Centrowitz admitted the obvious as he eyed the silver lining, “With injuries there’s never really good timing but I’m very pleased with where I’m at right now and the way this summer’s set up with Worlds being so late. I think this is going to be probably a blessing in disguise.”
After winning U.S. title #5 last year, followed by three across-the-pond DL races—including a 3:31.77 seasonal best for 7th in Monaco and a 3:35.22 win in London—Centro’s health “was up and down for a real long time even when I was with Jerry’s group but the last 5 weeks have been tremendous and to come out [to the Pre meet], compete the way I did, run the time I did with just pretty much 5, maybe even less than 5 weeks of Jerry’s training. We’re both pretty stoked just about how I was able to compete here and also my future if I can get some months and years under my belt with his type of training.”

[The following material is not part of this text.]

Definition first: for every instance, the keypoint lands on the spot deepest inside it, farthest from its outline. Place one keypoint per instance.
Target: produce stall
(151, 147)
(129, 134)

With a healthy spring Centro might have opted for a lower-key first race, but, “I’ll be quite honest with you,” he said. “I didn’t really have a choice, it’s in a lot of our Nike contracts, so if I’d had it my way I probably would have just done a dual meet—I was joking—just kind of shake out the rust or run with Lopez [Lomong] in Eugene last night. But it’s an honor being invited to this meet and racing against this caliber of field and all these great athletes. I mean you can look down the line and everyone is a medalist, a recordholder, a previous winner of this race. So on any given day—I don’t even know who won today!—anyone in that field is capable of winning and so I’m just obviously thankful for the opportunity. It dragged me to a fast time and I was able to get the standard in the first race. It’s a good problem to have, you know? I don’t take the Bowerman Mile for granted, it’s always a prestigious race and I look forward to hopefully winning it one day.”